I can even shoot them pretty well. Have killed much small game, both birds and bunnies, with the .22's, coyotes with the 66, and (aside from deer) killed a prairie dog at 94 yards with the Bisley a couple of years ago.

But have written very little about all that because editors tend to put their writers into specialty niches. Wolfe has Brian Pearce and Mike Venturino to write about handguns, so I don't even bother proposing an article anymore.

And yes, Brian does own a shotgun, actually a bunch of very nice ones. One of our more enjoyable conversations took place at the very shoot where I .45'd that unlucky prairie dog. Brian and I and my wife had a nice, long conversation about fine side-by-sides. He owns a Westley Richards, among others, if I remember correctly. But he does not get to write about scatterguns much because others are assigned that job, including me.

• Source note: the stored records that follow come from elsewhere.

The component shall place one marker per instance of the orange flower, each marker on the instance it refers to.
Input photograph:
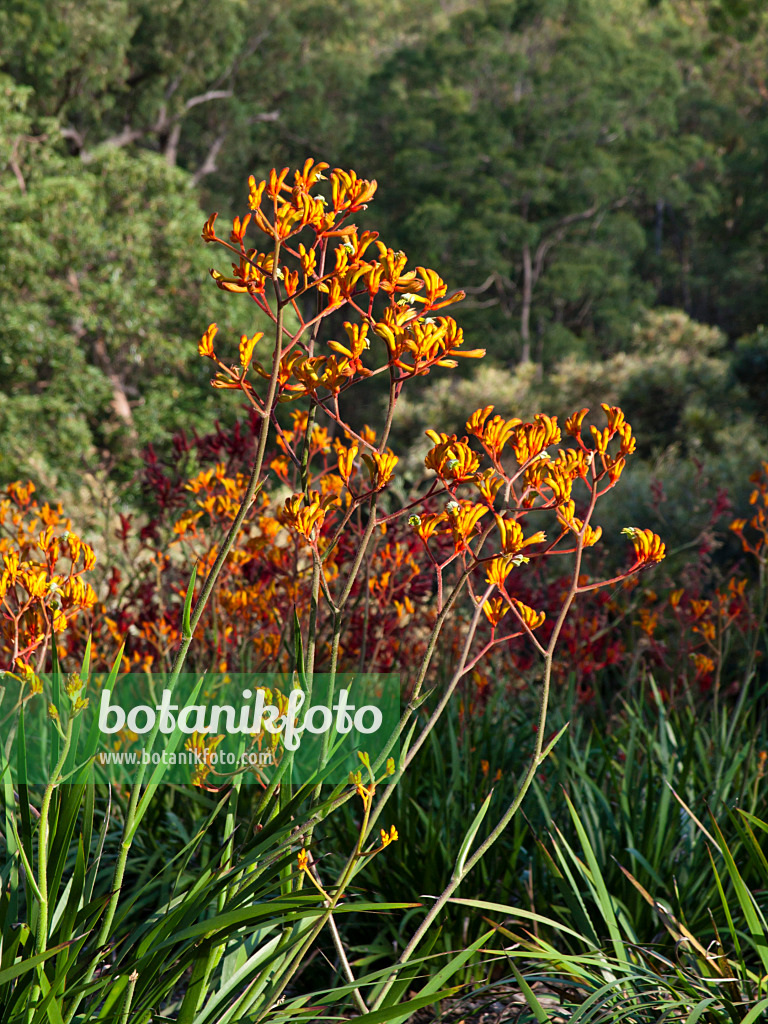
(451, 459)
(205, 347)
(495, 610)
(648, 546)
(573, 423)
(531, 619)
(463, 522)
(532, 438)
(380, 467)
(247, 346)
(511, 536)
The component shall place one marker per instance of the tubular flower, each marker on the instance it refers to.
(488, 483)
(511, 537)
(388, 837)
(451, 459)
(572, 462)
(425, 525)
(462, 523)
(495, 610)
(550, 480)
(346, 459)
(247, 346)
(306, 518)
(498, 570)
(573, 423)
(495, 433)
(648, 546)
(532, 438)
(565, 515)
(205, 348)
(531, 619)
(209, 231)
(380, 467)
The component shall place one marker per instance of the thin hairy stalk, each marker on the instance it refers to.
(208, 586)
(42, 872)
(522, 790)
(338, 944)
(331, 905)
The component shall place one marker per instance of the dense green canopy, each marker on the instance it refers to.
(571, 164)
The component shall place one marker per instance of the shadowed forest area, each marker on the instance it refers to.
(589, 181)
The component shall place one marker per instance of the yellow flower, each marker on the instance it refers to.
(495, 610)
(247, 346)
(205, 347)
(648, 546)
(531, 619)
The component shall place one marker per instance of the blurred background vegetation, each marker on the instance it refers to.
(592, 172)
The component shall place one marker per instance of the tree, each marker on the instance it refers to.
(102, 267)
(531, 138)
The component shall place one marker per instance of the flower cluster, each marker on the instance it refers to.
(42, 586)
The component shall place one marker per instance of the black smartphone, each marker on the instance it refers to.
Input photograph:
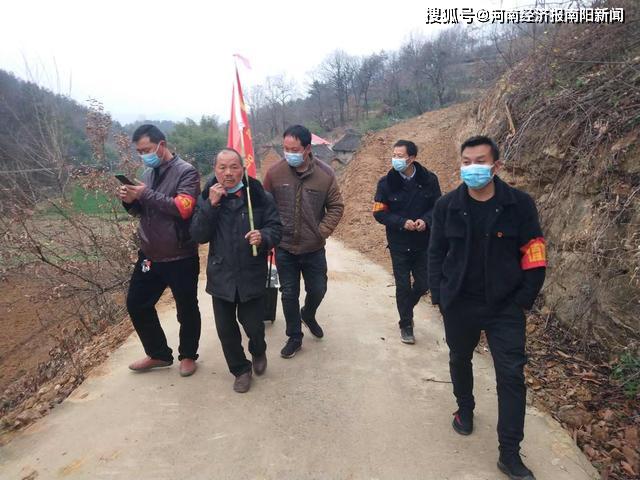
(124, 179)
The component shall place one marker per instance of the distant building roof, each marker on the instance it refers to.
(350, 142)
(316, 140)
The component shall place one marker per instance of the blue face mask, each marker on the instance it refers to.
(399, 164)
(236, 188)
(476, 176)
(294, 159)
(151, 160)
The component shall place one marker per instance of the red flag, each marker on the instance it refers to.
(239, 130)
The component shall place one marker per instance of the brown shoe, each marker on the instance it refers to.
(242, 382)
(260, 364)
(187, 367)
(147, 363)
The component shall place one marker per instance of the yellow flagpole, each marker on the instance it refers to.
(254, 249)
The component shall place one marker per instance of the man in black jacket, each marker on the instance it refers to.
(486, 266)
(235, 277)
(403, 203)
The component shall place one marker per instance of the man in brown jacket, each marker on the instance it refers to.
(164, 201)
(310, 207)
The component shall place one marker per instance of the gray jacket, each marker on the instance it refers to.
(165, 209)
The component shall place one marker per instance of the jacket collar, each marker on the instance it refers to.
(396, 181)
(504, 194)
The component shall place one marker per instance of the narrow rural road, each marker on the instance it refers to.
(356, 405)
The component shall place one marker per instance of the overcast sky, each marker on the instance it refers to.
(173, 59)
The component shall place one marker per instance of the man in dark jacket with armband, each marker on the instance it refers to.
(403, 203)
(164, 201)
(235, 277)
(487, 265)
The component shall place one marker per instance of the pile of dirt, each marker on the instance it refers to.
(435, 134)
(567, 122)
(567, 119)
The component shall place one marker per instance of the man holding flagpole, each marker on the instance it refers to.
(310, 205)
(236, 276)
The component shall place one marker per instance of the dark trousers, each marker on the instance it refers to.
(146, 288)
(313, 267)
(250, 314)
(405, 265)
(505, 331)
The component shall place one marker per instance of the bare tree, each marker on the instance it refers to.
(337, 71)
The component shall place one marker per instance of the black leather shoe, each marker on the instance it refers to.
(312, 325)
(511, 465)
(291, 348)
(463, 422)
(406, 335)
(260, 364)
(242, 384)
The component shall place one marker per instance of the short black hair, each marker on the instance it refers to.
(482, 140)
(147, 130)
(301, 133)
(410, 147)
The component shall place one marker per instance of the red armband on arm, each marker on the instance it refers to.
(185, 204)
(380, 207)
(534, 254)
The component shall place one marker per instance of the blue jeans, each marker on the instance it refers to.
(313, 267)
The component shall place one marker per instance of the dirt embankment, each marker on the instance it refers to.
(437, 136)
(566, 120)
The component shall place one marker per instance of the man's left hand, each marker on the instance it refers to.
(131, 193)
(421, 225)
(254, 237)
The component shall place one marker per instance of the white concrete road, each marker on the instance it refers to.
(356, 405)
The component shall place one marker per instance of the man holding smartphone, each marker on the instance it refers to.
(164, 200)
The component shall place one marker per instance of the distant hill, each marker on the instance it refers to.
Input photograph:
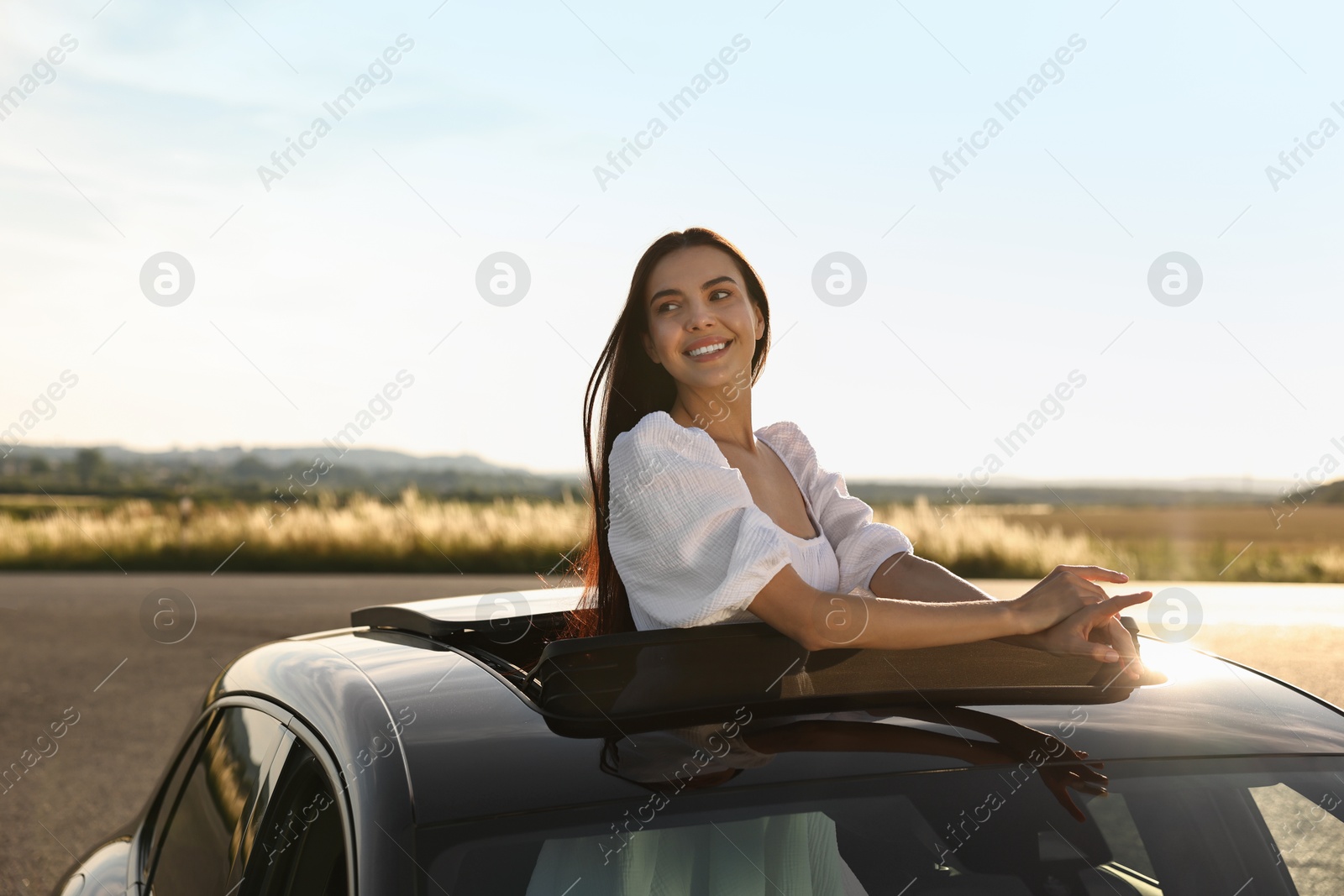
(233, 472)
(371, 459)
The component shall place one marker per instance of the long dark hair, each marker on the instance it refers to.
(633, 385)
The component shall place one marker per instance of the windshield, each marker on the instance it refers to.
(1147, 828)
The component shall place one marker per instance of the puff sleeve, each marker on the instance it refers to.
(859, 543)
(689, 542)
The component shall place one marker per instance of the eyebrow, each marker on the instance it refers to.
(705, 285)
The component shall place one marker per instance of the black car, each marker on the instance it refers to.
(457, 746)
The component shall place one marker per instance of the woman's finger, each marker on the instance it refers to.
(1095, 574)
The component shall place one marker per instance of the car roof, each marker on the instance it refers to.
(476, 745)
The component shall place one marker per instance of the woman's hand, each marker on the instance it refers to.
(1066, 590)
(1095, 631)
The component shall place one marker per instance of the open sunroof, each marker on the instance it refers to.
(658, 679)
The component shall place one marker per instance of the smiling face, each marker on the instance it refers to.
(698, 302)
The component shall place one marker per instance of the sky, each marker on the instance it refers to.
(468, 129)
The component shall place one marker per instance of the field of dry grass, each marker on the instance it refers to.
(413, 533)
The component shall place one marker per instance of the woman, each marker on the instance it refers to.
(699, 519)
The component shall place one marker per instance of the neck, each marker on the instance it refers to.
(723, 412)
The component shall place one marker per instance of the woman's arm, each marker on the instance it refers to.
(820, 620)
(904, 577)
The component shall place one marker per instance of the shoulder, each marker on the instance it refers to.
(660, 439)
(788, 441)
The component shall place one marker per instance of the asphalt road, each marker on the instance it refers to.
(76, 642)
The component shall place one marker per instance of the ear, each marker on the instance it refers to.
(649, 349)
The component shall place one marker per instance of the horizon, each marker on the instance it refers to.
(1193, 483)
(1152, 304)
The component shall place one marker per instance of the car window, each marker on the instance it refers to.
(1168, 828)
(203, 835)
(1307, 835)
(163, 805)
(300, 846)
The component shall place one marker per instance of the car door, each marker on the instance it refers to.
(202, 842)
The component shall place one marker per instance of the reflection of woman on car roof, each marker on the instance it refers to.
(699, 519)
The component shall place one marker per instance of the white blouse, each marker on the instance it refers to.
(692, 547)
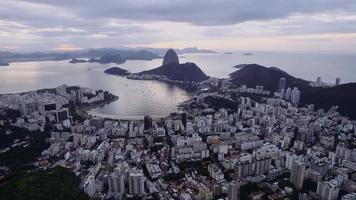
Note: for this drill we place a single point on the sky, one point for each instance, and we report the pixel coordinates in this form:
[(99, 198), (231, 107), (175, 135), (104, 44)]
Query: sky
[(260, 25)]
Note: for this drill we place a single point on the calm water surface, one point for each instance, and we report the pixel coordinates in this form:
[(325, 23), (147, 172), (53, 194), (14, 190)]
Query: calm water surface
[(139, 98)]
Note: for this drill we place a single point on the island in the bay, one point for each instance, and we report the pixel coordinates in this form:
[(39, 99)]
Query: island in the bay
[(187, 75), (117, 71)]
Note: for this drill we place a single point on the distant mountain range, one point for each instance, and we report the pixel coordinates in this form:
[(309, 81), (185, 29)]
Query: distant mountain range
[(162, 51), (117, 71), (105, 59), (126, 53), (173, 70), (343, 96)]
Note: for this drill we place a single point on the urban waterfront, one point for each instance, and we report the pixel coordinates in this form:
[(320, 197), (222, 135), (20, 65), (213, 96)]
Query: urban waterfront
[(139, 98)]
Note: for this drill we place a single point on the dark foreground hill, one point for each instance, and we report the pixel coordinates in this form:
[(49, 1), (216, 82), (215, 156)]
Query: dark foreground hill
[(343, 96), (254, 74), (55, 184), (179, 72)]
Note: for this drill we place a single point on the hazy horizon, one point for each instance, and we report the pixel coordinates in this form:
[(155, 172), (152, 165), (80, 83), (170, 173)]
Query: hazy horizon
[(305, 25)]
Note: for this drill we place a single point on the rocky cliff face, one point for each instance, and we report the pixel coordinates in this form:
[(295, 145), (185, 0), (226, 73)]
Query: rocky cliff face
[(171, 57)]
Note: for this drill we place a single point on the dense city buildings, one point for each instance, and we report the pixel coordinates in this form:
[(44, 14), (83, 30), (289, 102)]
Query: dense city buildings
[(258, 148)]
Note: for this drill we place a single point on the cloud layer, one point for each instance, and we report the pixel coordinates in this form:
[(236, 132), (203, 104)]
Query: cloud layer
[(48, 24)]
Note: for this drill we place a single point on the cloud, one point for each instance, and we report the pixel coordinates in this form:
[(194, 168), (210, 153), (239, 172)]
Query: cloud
[(48, 24), (198, 12)]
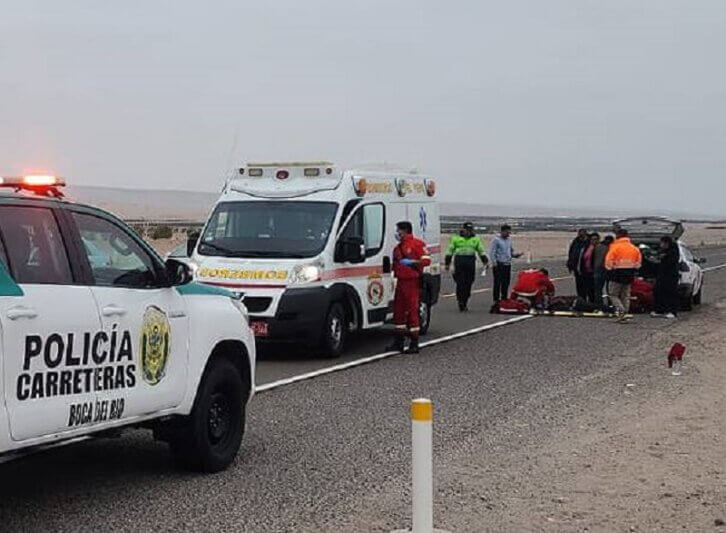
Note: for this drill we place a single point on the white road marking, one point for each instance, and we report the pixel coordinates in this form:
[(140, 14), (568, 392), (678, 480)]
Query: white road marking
[(447, 338), (717, 267), (12, 456), (365, 360)]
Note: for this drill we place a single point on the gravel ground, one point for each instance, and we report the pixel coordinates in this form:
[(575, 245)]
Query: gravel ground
[(520, 413)]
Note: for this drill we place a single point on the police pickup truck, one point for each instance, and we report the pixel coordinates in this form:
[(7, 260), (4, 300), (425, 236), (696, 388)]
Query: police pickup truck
[(97, 333)]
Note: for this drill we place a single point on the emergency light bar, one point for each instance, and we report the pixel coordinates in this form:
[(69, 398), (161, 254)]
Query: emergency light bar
[(282, 171), (44, 184)]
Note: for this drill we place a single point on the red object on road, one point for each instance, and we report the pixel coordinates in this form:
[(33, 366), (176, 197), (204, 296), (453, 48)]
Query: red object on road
[(676, 354)]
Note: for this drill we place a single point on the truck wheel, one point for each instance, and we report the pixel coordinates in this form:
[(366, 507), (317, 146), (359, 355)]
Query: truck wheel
[(424, 314), (335, 331), (210, 437)]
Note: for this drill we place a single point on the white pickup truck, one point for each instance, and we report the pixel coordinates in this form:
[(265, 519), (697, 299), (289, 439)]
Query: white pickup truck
[(98, 334)]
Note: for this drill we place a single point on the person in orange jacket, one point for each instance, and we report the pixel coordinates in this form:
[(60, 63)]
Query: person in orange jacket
[(622, 264), (535, 286), (409, 259)]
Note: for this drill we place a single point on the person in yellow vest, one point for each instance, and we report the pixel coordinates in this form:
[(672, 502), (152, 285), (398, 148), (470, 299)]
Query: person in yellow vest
[(622, 264), (463, 250)]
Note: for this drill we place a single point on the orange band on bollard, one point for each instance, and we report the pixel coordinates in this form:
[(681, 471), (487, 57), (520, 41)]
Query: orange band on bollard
[(422, 410)]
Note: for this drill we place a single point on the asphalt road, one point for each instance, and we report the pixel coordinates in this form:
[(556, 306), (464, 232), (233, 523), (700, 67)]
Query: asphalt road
[(283, 361), (332, 453)]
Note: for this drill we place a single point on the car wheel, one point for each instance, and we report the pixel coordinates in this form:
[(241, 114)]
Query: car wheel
[(209, 438), (424, 314), (698, 298), (335, 331)]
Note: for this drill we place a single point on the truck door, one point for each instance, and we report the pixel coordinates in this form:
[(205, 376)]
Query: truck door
[(370, 274), (48, 326), (145, 321)]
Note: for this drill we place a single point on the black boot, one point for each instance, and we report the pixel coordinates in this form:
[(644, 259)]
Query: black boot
[(413, 347), (397, 345)]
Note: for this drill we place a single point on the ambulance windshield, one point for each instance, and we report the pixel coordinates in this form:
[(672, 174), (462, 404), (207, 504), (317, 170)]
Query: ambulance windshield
[(268, 229)]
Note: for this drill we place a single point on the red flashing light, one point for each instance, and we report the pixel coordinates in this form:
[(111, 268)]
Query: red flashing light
[(41, 180)]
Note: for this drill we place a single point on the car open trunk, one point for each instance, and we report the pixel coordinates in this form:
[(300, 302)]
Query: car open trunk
[(649, 230)]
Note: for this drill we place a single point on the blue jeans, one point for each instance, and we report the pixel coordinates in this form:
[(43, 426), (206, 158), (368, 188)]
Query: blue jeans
[(599, 286)]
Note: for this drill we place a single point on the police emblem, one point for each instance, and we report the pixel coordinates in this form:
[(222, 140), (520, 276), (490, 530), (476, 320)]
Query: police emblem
[(155, 344)]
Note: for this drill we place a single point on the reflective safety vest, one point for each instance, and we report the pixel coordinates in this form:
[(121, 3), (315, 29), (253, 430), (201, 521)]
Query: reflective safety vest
[(623, 261), (464, 246)]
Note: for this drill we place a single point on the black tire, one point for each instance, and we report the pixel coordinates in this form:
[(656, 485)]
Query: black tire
[(424, 314), (335, 331), (209, 439), (698, 298)]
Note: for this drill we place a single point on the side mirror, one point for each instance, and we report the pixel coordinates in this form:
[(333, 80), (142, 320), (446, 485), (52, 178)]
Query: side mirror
[(192, 240), (350, 250), (178, 273)]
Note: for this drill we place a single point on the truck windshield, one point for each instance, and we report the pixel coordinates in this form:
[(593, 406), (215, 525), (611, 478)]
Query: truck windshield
[(268, 229)]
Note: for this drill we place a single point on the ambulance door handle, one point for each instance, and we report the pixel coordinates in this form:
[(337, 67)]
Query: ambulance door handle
[(113, 310), (15, 313)]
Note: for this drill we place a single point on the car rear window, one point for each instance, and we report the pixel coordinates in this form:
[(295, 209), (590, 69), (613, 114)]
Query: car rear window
[(34, 246)]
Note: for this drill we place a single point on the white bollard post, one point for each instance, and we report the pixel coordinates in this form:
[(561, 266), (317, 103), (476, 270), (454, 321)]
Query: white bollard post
[(422, 414)]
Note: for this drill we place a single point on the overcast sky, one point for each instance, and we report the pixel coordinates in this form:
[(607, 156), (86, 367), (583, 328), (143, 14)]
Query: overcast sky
[(618, 103)]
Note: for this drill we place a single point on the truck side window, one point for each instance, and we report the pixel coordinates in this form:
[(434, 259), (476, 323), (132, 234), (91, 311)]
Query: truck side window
[(373, 223), (116, 259), (35, 248)]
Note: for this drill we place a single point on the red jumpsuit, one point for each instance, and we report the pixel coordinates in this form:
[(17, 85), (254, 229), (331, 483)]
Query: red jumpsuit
[(533, 284), (406, 299)]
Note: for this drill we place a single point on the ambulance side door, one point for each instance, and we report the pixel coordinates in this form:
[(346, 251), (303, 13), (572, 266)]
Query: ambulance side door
[(45, 314), (370, 273), (145, 320)]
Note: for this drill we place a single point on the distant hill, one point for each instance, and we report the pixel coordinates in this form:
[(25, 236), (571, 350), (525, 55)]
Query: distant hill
[(195, 205), (141, 203)]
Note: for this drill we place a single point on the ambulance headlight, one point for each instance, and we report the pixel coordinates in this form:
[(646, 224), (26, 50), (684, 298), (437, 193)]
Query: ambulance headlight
[(305, 274), (238, 302)]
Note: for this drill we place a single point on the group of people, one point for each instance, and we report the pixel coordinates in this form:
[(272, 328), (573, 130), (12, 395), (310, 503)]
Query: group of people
[(608, 268), (603, 269)]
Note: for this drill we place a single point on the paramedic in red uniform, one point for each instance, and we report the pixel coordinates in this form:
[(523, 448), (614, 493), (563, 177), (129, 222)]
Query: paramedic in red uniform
[(409, 259), (535, 286)]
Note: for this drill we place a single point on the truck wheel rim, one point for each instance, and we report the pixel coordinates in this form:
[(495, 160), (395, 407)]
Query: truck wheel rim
[(219, 417), (336, 330)]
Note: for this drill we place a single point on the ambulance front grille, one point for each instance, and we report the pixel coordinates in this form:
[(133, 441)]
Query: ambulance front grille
[(257, 304)]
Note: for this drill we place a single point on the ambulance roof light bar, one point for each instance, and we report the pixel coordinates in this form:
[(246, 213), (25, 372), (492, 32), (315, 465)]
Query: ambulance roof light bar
[(291, 164), (40, 184)]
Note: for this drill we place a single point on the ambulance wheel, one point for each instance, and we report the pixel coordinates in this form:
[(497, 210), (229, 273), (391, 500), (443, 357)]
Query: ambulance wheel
[(209, 438), (424, 314), (335, 331)]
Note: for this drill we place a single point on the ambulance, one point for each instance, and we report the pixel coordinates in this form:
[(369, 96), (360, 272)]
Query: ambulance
[(98, 334), (308, 245)]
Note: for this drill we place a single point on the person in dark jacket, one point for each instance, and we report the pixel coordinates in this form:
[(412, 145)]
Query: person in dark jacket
[(574, 258), (667, 302), (587, 266), (598, 267)]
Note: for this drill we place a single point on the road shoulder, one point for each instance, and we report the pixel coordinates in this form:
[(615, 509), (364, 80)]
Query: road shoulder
[(648, 452)]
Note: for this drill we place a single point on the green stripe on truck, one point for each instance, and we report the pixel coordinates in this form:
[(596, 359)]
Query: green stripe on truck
[(8, 287)]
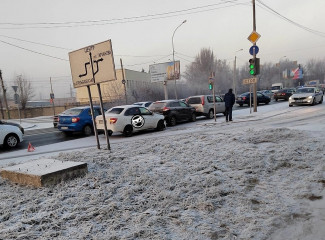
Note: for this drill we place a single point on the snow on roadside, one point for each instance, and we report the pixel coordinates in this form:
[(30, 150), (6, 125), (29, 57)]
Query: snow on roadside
[(207, 185)]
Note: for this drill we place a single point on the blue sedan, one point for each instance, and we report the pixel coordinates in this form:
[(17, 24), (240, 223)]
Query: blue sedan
[(77, 119)]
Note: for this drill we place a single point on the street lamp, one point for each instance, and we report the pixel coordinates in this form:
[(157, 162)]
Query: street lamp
[(234, 78), (279, 67), (174, 56)]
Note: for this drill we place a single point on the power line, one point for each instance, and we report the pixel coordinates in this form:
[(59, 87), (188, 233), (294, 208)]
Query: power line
[(47, 45), (321, 34), (121, 20), (43, 54)]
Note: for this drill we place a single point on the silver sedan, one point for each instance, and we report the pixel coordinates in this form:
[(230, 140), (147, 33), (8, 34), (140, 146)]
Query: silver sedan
[(306, 96)]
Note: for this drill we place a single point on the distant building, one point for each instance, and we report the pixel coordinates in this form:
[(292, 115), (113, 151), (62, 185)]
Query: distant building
[(138, 88)]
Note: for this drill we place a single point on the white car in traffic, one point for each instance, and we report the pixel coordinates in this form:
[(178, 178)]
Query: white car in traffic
[(128, 119), (10, 134), (306, 96)]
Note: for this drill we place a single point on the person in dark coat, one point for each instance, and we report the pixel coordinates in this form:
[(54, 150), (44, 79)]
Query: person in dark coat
[(229, 103)]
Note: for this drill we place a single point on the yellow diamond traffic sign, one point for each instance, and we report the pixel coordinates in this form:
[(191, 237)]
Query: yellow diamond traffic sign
[(253, 37)]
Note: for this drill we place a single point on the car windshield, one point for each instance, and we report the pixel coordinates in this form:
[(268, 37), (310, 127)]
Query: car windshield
[(72, 111), (305, 90), (115, 110), (275, 87), (194, 100), (157, 105)]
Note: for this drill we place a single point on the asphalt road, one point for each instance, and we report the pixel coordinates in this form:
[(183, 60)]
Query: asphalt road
[(46, 136)]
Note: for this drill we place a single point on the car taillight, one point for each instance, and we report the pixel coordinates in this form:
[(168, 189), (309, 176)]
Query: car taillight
[(75, 119), (112, 120)]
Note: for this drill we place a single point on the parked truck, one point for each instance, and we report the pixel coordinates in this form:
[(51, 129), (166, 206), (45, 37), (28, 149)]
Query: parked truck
[(276, 87)]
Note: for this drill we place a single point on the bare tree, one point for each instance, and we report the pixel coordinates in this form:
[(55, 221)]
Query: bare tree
[(315, 70), (25, 90)]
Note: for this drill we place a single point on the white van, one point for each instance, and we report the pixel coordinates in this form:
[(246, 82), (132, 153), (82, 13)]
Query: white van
[(204, 105), (276, 87)]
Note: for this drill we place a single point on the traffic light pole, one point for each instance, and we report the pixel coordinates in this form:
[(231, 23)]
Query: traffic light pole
[(254, 57)]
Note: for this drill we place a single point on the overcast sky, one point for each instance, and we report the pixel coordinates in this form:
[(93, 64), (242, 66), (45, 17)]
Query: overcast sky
[(141, 33)]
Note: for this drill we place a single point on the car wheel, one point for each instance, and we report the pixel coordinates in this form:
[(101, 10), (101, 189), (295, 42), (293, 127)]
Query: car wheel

Back in the 1970's, when I broke into this business, most hunting and gun writers were expected to be much more versatile. I wrote not only about big game and upland birds for FIELD & STREAM, but many kinds of fishing as well. But by the time I resigned as a staffer from that magazine a few years ago (to write full-time for Wolfe) I was pretty well pigeon-holed as "the deer guy."